Latest Day of Data 07 Feb, 2026
Buy Rate BDT 126.82
Sell Rate BDT 125.31
USD to BDT Kerb Market Rate

Why Does It Deviate?

Why does the kerb market rate deviate from the official rate? There are numerous reasons for this:

  1. The "Incentive Gap" in Inward Remittances: While Bangladesh Bank offers a 2.5% cash incentive to encourage expatriates to send money through official banking channels, the effective rate often lags behind the "street rate." If the spread between the formal buying rate (plus incentive) and the informal rate offered by agents abroad exceeds that 2.5% margin, migrant workers naturally gravitate toward the higher return.

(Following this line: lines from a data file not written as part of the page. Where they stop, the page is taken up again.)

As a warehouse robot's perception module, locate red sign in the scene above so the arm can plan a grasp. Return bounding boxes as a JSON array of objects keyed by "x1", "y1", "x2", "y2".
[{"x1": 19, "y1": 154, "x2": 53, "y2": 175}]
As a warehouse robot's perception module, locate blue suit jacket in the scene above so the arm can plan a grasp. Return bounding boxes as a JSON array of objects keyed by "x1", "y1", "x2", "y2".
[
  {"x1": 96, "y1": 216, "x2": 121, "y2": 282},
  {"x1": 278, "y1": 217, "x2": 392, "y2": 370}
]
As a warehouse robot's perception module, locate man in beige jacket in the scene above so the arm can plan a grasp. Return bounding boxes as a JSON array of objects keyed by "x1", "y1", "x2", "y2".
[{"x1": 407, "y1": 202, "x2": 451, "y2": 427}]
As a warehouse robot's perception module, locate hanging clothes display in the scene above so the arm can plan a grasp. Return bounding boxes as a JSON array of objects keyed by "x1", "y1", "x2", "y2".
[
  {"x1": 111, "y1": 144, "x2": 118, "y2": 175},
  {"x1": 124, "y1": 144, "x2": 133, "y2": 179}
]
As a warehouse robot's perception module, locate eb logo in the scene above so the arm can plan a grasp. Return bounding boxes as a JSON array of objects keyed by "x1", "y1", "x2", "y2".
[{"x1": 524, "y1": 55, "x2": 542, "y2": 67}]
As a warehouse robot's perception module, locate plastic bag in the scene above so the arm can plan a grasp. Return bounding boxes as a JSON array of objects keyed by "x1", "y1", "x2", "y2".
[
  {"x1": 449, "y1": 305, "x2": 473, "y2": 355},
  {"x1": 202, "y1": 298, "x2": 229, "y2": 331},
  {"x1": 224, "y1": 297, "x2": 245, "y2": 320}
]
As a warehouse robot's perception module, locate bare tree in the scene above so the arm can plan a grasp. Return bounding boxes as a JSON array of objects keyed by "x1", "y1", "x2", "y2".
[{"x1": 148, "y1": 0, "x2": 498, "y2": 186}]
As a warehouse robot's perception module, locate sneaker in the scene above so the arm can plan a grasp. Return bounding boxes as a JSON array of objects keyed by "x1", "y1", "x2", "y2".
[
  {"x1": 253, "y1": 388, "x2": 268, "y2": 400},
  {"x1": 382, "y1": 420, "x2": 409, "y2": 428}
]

This diverts foreign currency away from the central reserves and into the kerb market, keeping the supply there fluid but the price consistently higher than the bank rate.
  2. Also, when BB declares a certain percentage as incentive, the cash market reflects this immediately, so, for example, if the USD to BDT rate is 100 and incentive rate is declared as 2.5%, the effective rate becomes 102.5. This creates a temporary divergence between the official rate and the kerb rate. However, the kerb rate will soon adjust to the official rate, and the divergence will be eliminated as demand for cash dollar is pretty inelastic. Why is it inelastic?
  3. Rigid Banking Regulations vs. Dealer Agility: Official exchange houses and banks are bound by "Crawling Peg", "Verbal Instructions" or any other central bank caps that the central bank puts in place, which prevent them from reacting instantly to supply shocks. In contrast, local market dealers in hubs like Motijheel and Dilkusha operate on pure supply and demand. When banks "ration" dollars due to shortages, these dealers charge a "scarcity premium" for immediate cash settlement. They absorb the volatility that banks are regulated to ignore, resulting in a divergence where the kerb rate reflects the immediate reality of the street rather than the policy target.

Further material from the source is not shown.